Years later, at the civil trial against Chevron, sample results from those same sites found levels of hydrocarbons in the soils thousands of times higher than permissible norms even though Chevron had reported them at "non-detectable" levels to secure its release.
Beltman's analysis was confirmed by other scientists at Status Consulting, including Dr. Ann Maest, considered a national authority on environmental chemistry. A report on the findings, called Texaco's Misuse of the TCLP Test In Ecuador, is available in PDF format above.
The discovery of the faked results is further evidence of Chevron's deepening crisis in Ecuador, said Fajardo, the lead lawyer for the plaintiffs. Besides the potential $27 billion liability, Fajardo said the new evidence can be used in a criminal case against two Chevron lawyers and seven government officials indicted for lying about the clean-up.

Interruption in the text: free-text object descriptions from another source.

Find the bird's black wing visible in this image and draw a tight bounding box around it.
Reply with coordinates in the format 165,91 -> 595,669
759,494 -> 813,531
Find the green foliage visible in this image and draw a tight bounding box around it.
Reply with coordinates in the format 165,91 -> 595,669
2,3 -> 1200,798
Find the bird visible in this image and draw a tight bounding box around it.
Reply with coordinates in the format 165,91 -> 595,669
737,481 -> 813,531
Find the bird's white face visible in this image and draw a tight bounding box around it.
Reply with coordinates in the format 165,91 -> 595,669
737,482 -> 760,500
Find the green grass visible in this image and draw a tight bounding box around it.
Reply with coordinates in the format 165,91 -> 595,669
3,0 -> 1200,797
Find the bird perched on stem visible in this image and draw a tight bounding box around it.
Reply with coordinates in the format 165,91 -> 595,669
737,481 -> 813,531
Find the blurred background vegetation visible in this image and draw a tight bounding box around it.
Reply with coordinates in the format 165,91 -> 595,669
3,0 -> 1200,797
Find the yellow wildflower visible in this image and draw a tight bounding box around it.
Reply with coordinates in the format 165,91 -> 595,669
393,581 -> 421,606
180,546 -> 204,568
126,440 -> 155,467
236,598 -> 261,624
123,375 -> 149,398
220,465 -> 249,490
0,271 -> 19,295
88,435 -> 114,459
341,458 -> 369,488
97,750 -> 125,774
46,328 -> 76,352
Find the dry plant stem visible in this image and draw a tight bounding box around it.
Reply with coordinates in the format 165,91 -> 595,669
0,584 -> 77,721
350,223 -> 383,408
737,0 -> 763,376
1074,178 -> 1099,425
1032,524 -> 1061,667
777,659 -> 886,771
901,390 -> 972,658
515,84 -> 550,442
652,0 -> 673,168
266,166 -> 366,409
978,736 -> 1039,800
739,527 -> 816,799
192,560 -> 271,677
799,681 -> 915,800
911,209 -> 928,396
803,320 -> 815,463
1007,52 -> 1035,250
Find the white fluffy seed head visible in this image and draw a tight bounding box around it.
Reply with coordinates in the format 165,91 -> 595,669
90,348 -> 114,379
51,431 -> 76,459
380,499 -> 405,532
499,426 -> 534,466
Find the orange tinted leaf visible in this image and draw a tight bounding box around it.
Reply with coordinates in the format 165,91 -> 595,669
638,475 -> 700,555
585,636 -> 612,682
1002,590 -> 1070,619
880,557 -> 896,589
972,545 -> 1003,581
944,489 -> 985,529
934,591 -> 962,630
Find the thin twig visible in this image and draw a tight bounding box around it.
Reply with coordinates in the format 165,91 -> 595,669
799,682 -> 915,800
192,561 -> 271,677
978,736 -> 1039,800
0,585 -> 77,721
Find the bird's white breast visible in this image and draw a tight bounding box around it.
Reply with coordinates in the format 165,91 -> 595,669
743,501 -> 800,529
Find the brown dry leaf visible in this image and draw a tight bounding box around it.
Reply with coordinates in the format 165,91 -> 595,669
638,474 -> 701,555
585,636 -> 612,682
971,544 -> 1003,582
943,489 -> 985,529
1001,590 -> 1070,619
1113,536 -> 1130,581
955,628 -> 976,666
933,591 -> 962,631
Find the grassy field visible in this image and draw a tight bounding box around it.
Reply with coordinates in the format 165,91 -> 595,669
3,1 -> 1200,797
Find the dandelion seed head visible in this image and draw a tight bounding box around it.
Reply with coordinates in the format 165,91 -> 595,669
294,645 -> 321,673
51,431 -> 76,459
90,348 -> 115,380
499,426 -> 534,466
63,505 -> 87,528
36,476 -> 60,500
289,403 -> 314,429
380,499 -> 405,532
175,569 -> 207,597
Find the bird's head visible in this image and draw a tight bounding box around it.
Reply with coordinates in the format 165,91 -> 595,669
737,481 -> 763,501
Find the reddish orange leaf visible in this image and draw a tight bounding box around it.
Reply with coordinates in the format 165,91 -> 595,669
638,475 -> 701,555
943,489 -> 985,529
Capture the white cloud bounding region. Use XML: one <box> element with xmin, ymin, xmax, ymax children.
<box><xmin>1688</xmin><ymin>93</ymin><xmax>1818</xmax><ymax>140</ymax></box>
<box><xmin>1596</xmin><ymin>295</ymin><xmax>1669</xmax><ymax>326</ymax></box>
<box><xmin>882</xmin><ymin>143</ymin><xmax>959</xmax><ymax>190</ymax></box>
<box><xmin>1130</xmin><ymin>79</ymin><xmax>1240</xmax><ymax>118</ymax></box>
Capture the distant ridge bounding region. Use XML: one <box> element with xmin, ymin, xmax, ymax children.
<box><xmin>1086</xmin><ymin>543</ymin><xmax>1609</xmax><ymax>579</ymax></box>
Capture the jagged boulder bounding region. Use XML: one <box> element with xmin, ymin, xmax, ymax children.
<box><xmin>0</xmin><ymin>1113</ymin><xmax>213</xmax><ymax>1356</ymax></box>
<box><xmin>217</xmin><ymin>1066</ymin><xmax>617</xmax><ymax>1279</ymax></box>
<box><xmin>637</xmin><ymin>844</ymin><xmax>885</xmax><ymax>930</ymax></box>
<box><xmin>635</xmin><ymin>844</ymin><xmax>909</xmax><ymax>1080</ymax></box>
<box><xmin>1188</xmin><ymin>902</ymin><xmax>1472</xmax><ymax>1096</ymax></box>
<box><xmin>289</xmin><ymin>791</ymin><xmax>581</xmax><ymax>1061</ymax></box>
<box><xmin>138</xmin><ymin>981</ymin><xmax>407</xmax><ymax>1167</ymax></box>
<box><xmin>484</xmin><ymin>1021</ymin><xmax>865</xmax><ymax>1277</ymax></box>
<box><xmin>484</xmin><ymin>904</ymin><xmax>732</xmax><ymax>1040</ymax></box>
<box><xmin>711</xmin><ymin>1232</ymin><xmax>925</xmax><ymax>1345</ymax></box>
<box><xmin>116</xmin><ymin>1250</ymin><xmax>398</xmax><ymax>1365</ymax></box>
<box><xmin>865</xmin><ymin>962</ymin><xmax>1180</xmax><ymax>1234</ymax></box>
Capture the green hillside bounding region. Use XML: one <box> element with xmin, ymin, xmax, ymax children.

Evidence in the civil trial demonstrates the soil and groundwater in Texaco's former concession is so poisoned with hydrocarbons that an area of rainforest roughly the size of Rhode Island is virtually uninhabitable, according to the court-appointed expert. The $27 billon in damages is primarily to cover the clean-up of soils and groundwater, install a water system, provide health care, and to compensate the region for cancer deaths.
Fajardo pinned primary blame for the fraud on Ricardo Reis Veiga, one of the Chevron lawyers under indictment. Reis Veiga supervised the so-called clean-up in the mid-1990s when working for Texaco.
He also cited the role of Charles James, Chevron's General Counsel and a former Assistant Attorney General in the Bush Administration. James has continued to defend Reis Veiga's role and has permitted him to supervise the Chevron team in the civil trial, which critics call a conflict of interest.
A final judgment in the case, which is being heard in Ecuador at Chevron's request, is expected later this year.
Texaco has admitted it dumped more than 18 billion gallons of toxic waste water into Ecuador's Amazon waterways. The waste included cancer-causing chemicals such as benzene, and five indigenous groups assert their traditional lifestyles have been decimated by the contamination.